Sometimes you look at some of these businesses and you're like, "Wow, they really just don't care what the impact of these payday loans or, or how they're making poor people go bankrupt or driving people into homelessness or anything else. And that would drive me freaking nuts. And I, I think that most of the people listening to this audience, 97% of the people listening to this would be sickened by people that don't have some ethical basis for their investment.
I'd say that most VCs are the proudest about the investments that they're making that have an ethical value. And I think if you're early in your career if you're in your 20s and you think it's all about chasing the almighty dollar and getting the highest return you have some growing up to do. And if you're in your 50s and you haven't grown up yet, well then, sorry, you missed the boat.
Does the government play a role? What's your world view on how to make the clean future a reality? And I know, look SOSV is going to do what SOSV can do and you're doing a lot, but SOSV aside, like how do we get there?

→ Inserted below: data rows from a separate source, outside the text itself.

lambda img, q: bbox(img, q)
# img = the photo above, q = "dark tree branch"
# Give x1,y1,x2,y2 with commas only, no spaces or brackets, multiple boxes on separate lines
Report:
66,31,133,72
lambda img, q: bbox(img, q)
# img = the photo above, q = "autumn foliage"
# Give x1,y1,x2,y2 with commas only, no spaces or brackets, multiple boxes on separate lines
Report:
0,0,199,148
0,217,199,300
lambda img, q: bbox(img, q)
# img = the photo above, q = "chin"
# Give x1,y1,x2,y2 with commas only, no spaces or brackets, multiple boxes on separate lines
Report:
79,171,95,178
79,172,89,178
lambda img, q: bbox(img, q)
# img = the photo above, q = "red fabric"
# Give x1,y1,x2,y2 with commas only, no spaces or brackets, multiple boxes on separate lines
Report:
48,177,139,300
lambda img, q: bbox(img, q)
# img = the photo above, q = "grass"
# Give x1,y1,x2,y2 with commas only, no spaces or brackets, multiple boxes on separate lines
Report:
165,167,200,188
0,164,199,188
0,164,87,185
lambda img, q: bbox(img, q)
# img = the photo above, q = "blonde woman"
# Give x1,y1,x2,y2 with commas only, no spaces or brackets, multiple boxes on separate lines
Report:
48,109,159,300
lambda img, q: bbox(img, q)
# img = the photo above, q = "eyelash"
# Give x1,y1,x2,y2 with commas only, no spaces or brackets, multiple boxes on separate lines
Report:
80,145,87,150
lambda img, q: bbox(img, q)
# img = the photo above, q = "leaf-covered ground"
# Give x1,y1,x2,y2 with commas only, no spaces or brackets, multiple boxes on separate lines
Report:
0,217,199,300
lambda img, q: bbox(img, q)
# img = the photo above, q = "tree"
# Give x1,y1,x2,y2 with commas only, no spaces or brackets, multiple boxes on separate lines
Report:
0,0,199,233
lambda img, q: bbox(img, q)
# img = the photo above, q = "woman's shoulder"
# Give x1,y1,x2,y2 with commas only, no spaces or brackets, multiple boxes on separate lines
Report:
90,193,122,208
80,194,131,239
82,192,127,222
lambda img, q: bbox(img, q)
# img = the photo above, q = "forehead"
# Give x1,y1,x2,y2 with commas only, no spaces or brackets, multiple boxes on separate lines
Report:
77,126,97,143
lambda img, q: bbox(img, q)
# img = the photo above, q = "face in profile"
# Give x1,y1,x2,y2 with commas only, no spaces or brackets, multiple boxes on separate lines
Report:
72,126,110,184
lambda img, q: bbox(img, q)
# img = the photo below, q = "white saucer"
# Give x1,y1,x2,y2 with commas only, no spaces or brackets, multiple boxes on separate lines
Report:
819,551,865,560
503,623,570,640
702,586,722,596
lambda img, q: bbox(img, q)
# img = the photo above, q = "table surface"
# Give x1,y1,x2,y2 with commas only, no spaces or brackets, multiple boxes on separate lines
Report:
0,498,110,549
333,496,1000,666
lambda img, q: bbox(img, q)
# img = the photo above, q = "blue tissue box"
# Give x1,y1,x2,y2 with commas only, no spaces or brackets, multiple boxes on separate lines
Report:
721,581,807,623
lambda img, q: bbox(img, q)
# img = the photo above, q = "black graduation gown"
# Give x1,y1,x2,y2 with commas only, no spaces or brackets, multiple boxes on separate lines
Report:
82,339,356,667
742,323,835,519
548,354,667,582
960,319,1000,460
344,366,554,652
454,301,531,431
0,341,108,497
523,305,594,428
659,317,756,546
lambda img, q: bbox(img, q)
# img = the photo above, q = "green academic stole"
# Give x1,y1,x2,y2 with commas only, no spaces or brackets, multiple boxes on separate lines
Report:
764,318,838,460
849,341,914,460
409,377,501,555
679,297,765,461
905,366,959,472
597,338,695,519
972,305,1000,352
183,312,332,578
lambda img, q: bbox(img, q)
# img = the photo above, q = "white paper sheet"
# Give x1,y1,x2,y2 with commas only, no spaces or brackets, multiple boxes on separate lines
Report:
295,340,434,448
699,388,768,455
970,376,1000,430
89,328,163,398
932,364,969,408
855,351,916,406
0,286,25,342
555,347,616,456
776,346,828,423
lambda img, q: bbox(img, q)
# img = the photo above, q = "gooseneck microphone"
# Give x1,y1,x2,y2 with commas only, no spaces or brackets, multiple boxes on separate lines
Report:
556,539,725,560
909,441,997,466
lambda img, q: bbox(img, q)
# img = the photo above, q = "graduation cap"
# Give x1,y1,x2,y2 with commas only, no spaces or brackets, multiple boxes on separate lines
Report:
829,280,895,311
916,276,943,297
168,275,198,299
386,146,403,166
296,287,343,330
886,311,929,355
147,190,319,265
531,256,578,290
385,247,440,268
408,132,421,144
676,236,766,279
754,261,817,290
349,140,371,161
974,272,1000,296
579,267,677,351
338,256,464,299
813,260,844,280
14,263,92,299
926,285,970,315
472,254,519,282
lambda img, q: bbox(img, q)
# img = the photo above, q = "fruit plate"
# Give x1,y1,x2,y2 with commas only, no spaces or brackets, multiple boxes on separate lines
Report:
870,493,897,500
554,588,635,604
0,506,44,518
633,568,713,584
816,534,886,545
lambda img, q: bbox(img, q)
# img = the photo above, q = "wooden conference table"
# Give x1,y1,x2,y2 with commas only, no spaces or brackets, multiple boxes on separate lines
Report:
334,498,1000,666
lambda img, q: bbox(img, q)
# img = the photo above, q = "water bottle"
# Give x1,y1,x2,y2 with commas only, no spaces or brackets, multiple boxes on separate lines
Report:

The one thing I'm encouraged by is we're not a very big player. We have a billion and two in assets under management, but for every 100 million that we invest, there's about two billion that follows on into our companies. So like I feel great about that. And so we are seeing a huge amount of leverage from later stage VCs that are coming and backing the companies that are coming out of our programs. And I wanna feel very proud about that but that's still just a drop in the bucket.
But you're right. We have to inject more ethics into our public discourse and our responsibility and we're not seeing great leadership. We're not certainly from a political standpoint you've seen a tremendous disregard for reality for a very long time and then ethics sort of went out the window. Sorry to offend anyone who's a big supporter of Trump, but he was a big liar, cheater, misogynist, in his daily business life even before he was a president.
This is a problem to laud these people as being successful when they're not successful. They're actually almost evil incarnate in that they're creating a model for people to say, "Oh, that's what success looks like." That is not what success looks like. If you're impoverishing others, whether you're running a casino and driving all your suppliers and, and, and whatnot out of business before you bankrupt the casino and bankrupt the state that backed it these are not people we can be proud of.
I don't know how to fix it because it seems like people are getting away with stuff, right? Trump is still not in prison for what he did in New Jersey with the casino system, not to mention all the other suppliers he stiffed along the way. This is nothing to do with his presidency and everything to do with the fact that he was a bad businessman for many years and lies and all the new things that came out about his accounting firm now no longer standing behind his accounts for the last 20 years. Mazars just announced yesterday.
We have to have a greater and higher standard for life and ethics and I don't know how that happens. I don't know how that happens. [laughs] And now this has become a very philosophical talk, but I can tell you it's at the root of it.
People have to take responsibility for the decisions that they make and they need to take those responsibilities about the pollution that they're adding to the environment, through the processes that aren't good enough. I have to say that most individuals are in favor of taking those steps towards taking responsibility. I just wish we had better leadership in general that would follow through on that, on those responsibilities and not let people get away with it when they don't take responsibility.